Well, my hope has been restored thanks to my amazing family. I called the laser surgeons office yesterday to book an appointment. I guess electing to have a surgeon reshape the cornea in my eye, with a laser is what I want, actually, I just want to be able to see without wearing glasses on my face, or getting corneal ulcers from contacts. The idea behind this surgery seems so revolutionary. All of my neurological doctors have not had a reason why I shouldn't have this procedure, which is an incredible relief!

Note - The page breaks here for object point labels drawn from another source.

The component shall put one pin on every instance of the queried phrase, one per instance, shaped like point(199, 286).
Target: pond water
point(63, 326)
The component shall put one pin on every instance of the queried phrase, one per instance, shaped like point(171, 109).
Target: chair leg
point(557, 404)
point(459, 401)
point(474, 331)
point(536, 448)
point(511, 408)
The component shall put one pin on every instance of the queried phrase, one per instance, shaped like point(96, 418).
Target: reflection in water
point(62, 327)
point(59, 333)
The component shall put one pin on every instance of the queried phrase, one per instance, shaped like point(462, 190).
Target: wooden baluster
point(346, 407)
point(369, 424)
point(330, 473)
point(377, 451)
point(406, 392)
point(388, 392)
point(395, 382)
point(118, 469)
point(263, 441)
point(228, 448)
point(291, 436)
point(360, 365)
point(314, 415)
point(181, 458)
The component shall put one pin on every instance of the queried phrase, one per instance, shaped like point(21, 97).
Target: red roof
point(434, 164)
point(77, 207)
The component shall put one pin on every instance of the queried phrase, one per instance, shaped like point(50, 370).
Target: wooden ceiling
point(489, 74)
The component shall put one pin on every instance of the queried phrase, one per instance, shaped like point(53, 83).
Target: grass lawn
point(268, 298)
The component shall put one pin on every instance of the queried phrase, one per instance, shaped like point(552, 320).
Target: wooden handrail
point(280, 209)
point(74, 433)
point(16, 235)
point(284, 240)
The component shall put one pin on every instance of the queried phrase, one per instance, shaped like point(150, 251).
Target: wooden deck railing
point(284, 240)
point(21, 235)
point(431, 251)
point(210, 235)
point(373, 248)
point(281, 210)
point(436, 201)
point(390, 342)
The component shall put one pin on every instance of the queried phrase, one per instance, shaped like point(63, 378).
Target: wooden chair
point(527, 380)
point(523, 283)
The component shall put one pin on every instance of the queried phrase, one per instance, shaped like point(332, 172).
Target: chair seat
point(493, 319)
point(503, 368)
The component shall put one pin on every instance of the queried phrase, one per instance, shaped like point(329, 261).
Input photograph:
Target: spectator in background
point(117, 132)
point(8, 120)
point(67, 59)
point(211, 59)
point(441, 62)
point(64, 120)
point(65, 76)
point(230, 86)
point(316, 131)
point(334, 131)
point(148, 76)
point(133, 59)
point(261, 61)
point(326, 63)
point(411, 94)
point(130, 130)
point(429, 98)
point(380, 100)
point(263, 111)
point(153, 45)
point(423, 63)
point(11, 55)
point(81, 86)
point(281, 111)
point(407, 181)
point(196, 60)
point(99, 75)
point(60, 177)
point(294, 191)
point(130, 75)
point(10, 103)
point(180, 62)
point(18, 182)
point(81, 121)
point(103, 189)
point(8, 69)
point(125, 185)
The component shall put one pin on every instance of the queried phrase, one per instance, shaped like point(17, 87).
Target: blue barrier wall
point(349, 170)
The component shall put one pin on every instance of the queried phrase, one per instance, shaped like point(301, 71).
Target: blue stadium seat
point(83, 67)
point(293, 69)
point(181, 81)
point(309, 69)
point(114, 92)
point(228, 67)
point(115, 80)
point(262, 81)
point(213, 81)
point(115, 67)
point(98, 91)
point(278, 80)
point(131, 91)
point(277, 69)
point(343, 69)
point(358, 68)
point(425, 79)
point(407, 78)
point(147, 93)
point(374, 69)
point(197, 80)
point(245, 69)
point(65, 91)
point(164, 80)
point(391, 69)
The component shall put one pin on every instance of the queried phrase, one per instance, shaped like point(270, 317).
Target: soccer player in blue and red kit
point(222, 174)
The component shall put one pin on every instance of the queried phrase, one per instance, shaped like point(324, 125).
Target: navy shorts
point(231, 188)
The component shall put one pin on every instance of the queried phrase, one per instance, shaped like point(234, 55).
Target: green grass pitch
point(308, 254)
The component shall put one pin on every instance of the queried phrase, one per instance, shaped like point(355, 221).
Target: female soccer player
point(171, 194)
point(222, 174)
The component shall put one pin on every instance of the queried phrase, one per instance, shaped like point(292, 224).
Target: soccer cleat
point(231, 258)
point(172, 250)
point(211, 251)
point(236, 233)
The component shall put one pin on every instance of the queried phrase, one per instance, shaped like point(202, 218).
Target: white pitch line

There's always a potential for harm in some fashion, with everything we do, so I'm trying my best to keep in mind that chances of this surgery going wrong are probably similar to that of a plane crashing into my apartment. Do I ever worry that might happen, nope. Therefore, I'm trying not to worry that I could have a complication, or go blind (again). They just have to tell you those things, in case, to save their own behinds. Although, I certainly do not recall being warned that cardiac arrest was a potential side effect of Yaz. I felt pushed into that decision, because, what I'd asked for had apparently been taken off the market. I feel like I need to be so much more vigilant now, in terms of every medical decision I make for myself. I tried to use good judgement, but, I think that I probably put too much trust in others judgement, and not enough in my own. Acquiring a brain injury is an extremely crappy way to have to learn that lesson, I must say.
Nearly every doctor I've regularly seen since my injury has received calls from me, my family, and the laser surgeon. All I can do now, is hope for the best!